Why Frisst come before Die katze please explain.


https://www.duolingo.com/profile/Leonivek

Because it is a question. If it was "The cat eats", it would be "Die Katze frisst." If it was a question like this one or "Does the cat eat?", you would say "Frisst die Katze?". The verb is first. Or "Are you tired?" --> "Bist du müde?"


https://www.duolingo.com/profile/JackMcCarl

I answered "Warum ist die Katze orange isst?". In a real life situation (unlikely I know...), would this make sense to a German person?
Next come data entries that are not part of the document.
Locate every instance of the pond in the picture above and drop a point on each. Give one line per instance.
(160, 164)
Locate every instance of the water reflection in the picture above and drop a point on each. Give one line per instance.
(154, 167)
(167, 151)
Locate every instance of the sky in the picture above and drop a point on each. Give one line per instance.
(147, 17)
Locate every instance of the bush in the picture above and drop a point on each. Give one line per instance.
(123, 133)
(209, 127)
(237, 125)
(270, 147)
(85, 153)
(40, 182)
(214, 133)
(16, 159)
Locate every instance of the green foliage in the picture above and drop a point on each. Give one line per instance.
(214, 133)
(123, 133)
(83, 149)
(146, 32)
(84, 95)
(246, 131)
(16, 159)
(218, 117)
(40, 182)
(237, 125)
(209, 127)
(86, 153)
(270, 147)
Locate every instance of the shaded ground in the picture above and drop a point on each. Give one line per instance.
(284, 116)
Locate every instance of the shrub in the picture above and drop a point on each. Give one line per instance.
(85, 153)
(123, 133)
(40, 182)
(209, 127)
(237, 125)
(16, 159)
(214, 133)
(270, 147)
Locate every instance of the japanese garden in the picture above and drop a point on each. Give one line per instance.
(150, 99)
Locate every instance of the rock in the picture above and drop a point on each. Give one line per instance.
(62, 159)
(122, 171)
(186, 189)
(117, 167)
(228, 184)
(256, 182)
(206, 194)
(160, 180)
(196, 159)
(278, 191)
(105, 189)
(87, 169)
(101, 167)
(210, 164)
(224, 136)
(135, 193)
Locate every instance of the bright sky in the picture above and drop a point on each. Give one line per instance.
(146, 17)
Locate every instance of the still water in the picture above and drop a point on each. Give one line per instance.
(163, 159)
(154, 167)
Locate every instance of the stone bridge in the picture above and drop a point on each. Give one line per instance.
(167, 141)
https://www.duolingo.com/profile/Carol242609

I think they would get what you mean, but they don't have a present continuous in German. So you gotta say "eats" (present simple/präsens) instead of "is eating". In Dutch both would work but German is different.


https://www.duolingo.com/profile/Seattle_USA

so what is the cat eating oranges? Much better than the found dead bodies and eating ants in sugar - both of which subjects have had many questions in duo. I haven't seen any in a year but then I'm just now going back on my Italian tree. If I remember, German did get weird at one point. I can handle cats eating oranges though. Wonder what they changed it from...


https://www.duolingo.com/profile/Kelikaku

Apparently oranges are toxic to cats - for what it's worth. I guess if chocolate can either kill or sicken dogs, then oranges can make cats sick as well! בס״ד


https://www.duolingo.com/profile/Kelikaku

"Warum frisst die Katze Apfelsinen" was not accepted.

"Warum frisst die Katze Orangen" was accepted. בס״ד


https://www.duolingo.com/profile/Jd_jd_jd

Peter lustig ich komme


https://www.duolingo.com/profile/Lex720814

I've heard cats hate the smell of oranges, so this would be a very odd thing indeed. Perhaps the cat is rabid? In any case, I would stay away.